Сколько копий и с каким фанатичным жаром сломали светлоликие с незапамятных времен, обвиняя наших последователей в презрительном и жестоком отношении к людям — после чего решили открыто превратить их в свою кормовую базу.
Как громогласно кичились они своим милосердным вниманием к сирым и убогим, называя наши поиски ярких индивидуальностей нарушением ими же установленных правил игры — после чего решили одним махом завладеть всеми самыми выдающимися существами на земле.
С какой брезгливостью морщились они при упоминании выбора, предоставляемого нами людям, называя его искушением и прозрачно намекая на происхождение из оного человеческой коррупции — после чего решили поманить те самые выдающиеся существа на земле привилегиями особо к себе приближенных и полной властью над своими прежними сирыми и убогими любимцами.
Они решили превратить их в своих наместников на ускользающей из-под их влияния земле.
В рьяных исполнителей своей теряющей поддержку даже в их собственных рядах воли.
В бездумное орудие вызывающего все большее сопротивление подавления любого инакомыслия.
Они решили превратить в своих марионеток и потомков наших единомышленников.
Они решили превратить в подобие сидящего передо мной и уже изуродованного подкидыша мою дочь.
Разумеется, я был в ней уверен.
Я уже почти не сомневался даже в юном мыслителе.
И пожелал бы попытавшимся переформатировать их сознание успехов — если бы не одно «Но». Я собственными глазами видел, как работает машина пропаганды светлых — под ее прессом даже куда более закаленная Марина не всегда устоять могла.
Пора было возвращаться к Гению. И официально оформлять создание нашего тройственного союза.

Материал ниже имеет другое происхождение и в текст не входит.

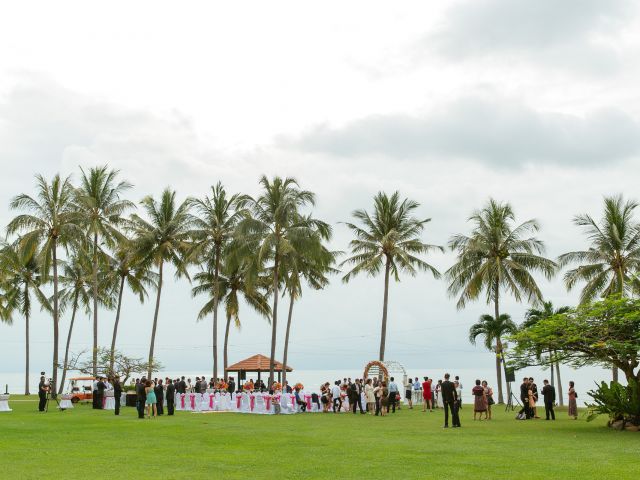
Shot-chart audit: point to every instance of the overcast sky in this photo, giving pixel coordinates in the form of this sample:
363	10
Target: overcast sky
450	102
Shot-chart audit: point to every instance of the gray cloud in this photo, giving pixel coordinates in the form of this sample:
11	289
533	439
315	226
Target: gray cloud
495	131
562	33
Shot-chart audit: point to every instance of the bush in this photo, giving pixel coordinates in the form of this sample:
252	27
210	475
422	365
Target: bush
618	401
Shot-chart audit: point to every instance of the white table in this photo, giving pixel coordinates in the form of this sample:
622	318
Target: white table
4	403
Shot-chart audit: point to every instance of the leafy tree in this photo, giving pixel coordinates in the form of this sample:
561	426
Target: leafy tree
164	238
21	279
126	269
101	209
494	331
388	239
533	316
613	257
217	217
497	256
232	282
602	333
270	231
52	221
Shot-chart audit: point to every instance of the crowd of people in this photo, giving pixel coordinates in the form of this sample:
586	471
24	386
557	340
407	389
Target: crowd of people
372	396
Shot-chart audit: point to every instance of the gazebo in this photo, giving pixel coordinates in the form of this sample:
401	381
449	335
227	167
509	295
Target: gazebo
257	363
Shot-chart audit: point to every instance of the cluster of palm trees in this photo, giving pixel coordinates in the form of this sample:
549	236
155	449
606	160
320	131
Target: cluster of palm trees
79	247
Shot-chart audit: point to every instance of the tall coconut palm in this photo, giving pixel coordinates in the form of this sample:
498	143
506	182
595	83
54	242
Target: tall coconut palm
164	238
76	279
101	208
311	261
274	224
535	315
21	279
613	258
388	239
127	270
52	221
232	282
498	256
493	329
217	217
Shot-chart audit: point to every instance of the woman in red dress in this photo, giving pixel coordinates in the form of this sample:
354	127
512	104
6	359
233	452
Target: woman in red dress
426	395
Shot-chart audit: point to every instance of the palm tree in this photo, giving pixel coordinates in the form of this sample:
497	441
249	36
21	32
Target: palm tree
101	208
164	238
535	315
498	256
613	257
389	239
21	278
52	221
76	278
214	226
232	282
310	261
493	329
274	224
125	269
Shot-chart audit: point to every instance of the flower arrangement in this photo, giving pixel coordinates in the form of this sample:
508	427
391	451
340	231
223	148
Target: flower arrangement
222	385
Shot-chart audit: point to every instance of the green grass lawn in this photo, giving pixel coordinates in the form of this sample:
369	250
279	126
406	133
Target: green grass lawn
411	443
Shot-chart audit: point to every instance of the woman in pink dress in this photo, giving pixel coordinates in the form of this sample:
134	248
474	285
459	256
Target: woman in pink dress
426	395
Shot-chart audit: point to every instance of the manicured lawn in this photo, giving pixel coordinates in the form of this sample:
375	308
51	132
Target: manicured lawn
412	444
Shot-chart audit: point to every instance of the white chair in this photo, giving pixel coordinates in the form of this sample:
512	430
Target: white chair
4	403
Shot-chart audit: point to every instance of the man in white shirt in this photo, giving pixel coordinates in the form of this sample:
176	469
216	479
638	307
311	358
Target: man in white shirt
335	393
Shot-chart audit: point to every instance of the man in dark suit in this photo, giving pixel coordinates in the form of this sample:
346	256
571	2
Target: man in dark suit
141	397
42	394
159	391
100	397
450	402
117	393
171	396
549	395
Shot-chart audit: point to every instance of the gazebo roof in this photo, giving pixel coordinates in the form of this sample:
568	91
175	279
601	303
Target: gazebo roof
256	363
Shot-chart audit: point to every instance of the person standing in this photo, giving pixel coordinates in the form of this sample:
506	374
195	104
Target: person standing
426	395
335	394
159	391
573	404
449	402
171	396
141	397
408	392
117	393
393	392
549	396
42	394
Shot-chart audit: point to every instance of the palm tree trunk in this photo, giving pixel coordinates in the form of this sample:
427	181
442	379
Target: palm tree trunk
26	362
115	328
216	275
559	390
95	305
155	323
66	350
54	368
286	341
226	342
385	304
274	318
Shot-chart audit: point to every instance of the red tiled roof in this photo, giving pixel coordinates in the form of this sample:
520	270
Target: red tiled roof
257	363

Причина его обеспокоенности изысканиями аналитиков была мне не совсем понятна — о каком еще смещении равновесия можно говорить при и так уже абсолютном доминировании светлых? — но защита моей дочери от последнего требовала не только всех доступных сил и средств, но и безгранично изобретательного ума, их направляющего.
Изобретать и направлять Гений начал заранее — на подручных, так сказать, объектах.
К моменту встречи с карающим мечом я был убежден в том, что он сымпровизировал захват подкидыша в заложники — и не только из-за беспрецедентной срочности вызова Гения. По моему прибытию легендарная велеречивость к нему не вернулась. Краткими, отрывистыми фразами введя меня в курс дела, он сделал мне свое предложение и, едва дождавшись моего ответного кивка и нетерпеливо отмахнувшись от изъявлений благодарности, резко скомандовал: «К тренировочному павильону службы внешней охраны!».
Где я тут же и оказался. Потеряв от изумления дар речи. И даже опередив на пару минут карающий меч. Чье раздражение этим фактом избавило меня от каких бы то ни было объяснений. Которых у меня просто не было.